Mets viewing Blake Snell as a 'fallback' option doesn't match the offseason blueprints

A good pitcher who doesn't match what the Mets are doing.
Sep 2, 2023; San Diego, California, USA; San Diego Padres starting pitcher Blake Snell (4) throws a
Sep 2, 2023; San Diego, California, USA; San Diego Padres starting pitcher Blake Snell (4) throws a / Orlando Ramirez-USA TODAY Sports
facebooktwitterreddit

Jon Heyman of the NY Post shared one of the bigger New York Mets rumors of the MLB Winter Meetings. According to him, the ‘fallback’ plan for the team is to sign Blake Snell.

Oftentimes this would have fans rejoicing. The guy won his second Cy Young in 2023. Everything about him screams…let’s scream?

The problem is that pesky qualifying offer Snell rejected. The Mets would lose their second and fifth highest draft pick to sign him along with $1 million in international bonus slot money. A worthy risk for some teams, it doesn’t fit the motif of year one for David Stearns.

Blake Snell isn’t a solution for the Mets

If the Mets were a Blake Snell away from winning a championship, it might be the move to make. They clearly aren’t. The Mets have work to do up and down the roster; mostly up.

Early offseason moves have suggested they’ll be in on the big guys but also the smaller ones. Snell is one of those bigger targets and with the exception of the penalties they’d have to accept, he could make sense as a suitable fallback option.

There are some performance issues with Snell that should have already made the Mets cautious.

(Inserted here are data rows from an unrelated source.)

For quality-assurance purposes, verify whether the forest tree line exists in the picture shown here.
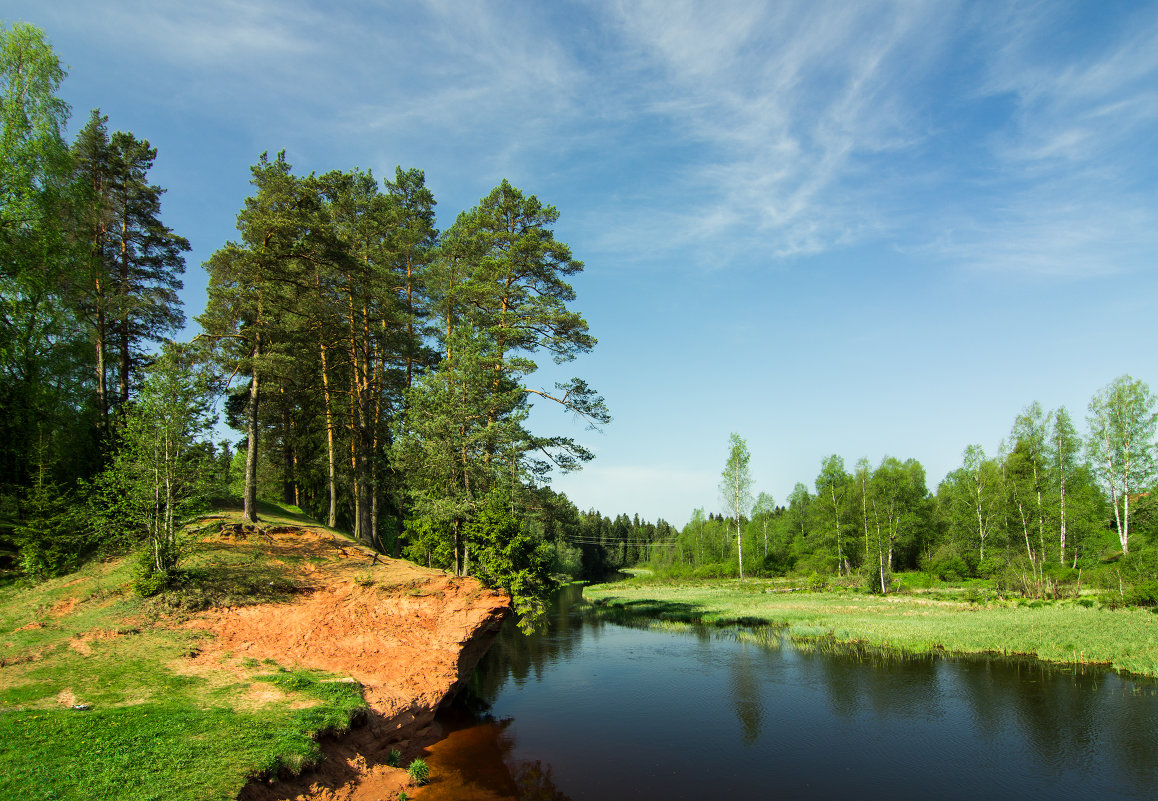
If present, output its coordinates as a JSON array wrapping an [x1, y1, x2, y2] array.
[[0, 24, 635, 612], [634, 384, 1158, 603]]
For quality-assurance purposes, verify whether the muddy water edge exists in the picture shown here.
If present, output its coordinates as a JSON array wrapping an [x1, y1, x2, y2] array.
[[420, 588, 1158, 801]]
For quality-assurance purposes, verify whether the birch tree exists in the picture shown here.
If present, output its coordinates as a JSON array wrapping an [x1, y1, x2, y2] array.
[[1086, 375, 1158, 553], [816, 454, 851, 575], [719, 432, 752, 581]]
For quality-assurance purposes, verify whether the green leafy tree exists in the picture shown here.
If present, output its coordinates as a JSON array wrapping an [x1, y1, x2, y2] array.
[[0, 23, 91, 497], [719, 432, 752, 581], [752, 492, 776, 561], [467, 488, 556, 631], [93, 345, 215, 590], [816, 454, 852, 574], [1086, 375, 1158, 553], [1046, 406, 1082, 564]]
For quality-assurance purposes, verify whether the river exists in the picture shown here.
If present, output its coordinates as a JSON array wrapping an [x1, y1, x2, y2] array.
[[423, 588, 1158, 801]]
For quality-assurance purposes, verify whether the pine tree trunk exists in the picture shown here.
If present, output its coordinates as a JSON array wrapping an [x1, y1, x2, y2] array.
[[244, 358, 262, 523]]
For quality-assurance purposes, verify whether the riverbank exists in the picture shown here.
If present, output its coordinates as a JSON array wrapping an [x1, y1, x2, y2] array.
[[0, 509, 507, 801], [584, 578, 1158, 677]]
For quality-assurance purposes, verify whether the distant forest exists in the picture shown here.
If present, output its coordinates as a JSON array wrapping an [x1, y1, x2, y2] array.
[[0, 24, 1158, 616], [647, 384, 1158, 602]]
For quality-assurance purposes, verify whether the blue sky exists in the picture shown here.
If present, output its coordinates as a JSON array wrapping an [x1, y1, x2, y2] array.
[[11, 0, 1158, 524]]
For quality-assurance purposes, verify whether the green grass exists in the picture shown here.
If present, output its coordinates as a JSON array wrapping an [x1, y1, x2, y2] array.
[[0, 521, 366, 801], [584, 579, 1158, 676]]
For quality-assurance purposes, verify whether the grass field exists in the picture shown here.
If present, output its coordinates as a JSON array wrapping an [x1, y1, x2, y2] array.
[[584, 578, 1158, 676], [0, 507, 365, 801]]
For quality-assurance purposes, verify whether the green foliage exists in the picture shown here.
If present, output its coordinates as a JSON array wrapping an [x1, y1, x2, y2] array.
[[467, 490, 555, 627], [406, 758, 431, 787], [13, 480, 94, 579]]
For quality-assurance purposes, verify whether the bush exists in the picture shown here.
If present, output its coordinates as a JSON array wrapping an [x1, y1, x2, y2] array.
[[406, 759, 431, 787], [922, 544, 973, 581], [1126, 580, 1158, 607]]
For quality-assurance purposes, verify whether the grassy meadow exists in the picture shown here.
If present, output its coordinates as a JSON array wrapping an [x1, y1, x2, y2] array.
[[584, 576, 1158, 676], [0, 507, 365, 801]]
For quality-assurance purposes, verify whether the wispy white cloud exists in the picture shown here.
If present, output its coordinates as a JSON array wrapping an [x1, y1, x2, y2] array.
[[583, 2, 945, 259]]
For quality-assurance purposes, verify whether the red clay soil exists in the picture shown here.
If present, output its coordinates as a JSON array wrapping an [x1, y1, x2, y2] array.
[[189, 526, 510, 801]]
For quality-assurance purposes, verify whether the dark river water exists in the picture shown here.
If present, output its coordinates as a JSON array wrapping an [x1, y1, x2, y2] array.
[[424, 588, 1158, 801]]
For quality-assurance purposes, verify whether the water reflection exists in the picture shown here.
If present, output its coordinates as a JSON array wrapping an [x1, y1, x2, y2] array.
[[435, 588, 1158, 801]]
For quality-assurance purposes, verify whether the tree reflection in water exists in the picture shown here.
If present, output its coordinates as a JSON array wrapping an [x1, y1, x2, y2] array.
[[423, 587, 1158, 801]]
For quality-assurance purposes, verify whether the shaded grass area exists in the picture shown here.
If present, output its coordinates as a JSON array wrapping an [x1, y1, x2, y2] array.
[[584, 579, 1158, 676], [0, 509, 366, 801]]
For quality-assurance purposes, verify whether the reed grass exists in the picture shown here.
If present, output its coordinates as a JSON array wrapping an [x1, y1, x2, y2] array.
[[584, 579, 1158, 676]]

While a two-time Cy Young winner, these are the only two seasons where he topped 130 innings. Snell reached a whole new level of excellence in those two seasons, leading the league with a 1.89 ERA back in 2018 and this past season at 2.25.

This history of missing time might have been enough for some Mets fans to throw up the stop sign. This has limited a guy with a career 3.20 ERA to only a single All-Star appearance and a pair of Cy Young victories the only two times he was nominated with any consideration whatsoever.

Mets rumors may call him the fallback option for the team, but that doesn’t quite line up with the theme of this offseason. Snell will get well over $150 million this offseason. Rather than sign him, the Mets are probably better off waiting to see what they can get next offseason.

Uncommitted to long-term deals thus far, breaking the ice with a Snell addition doesn’t blend.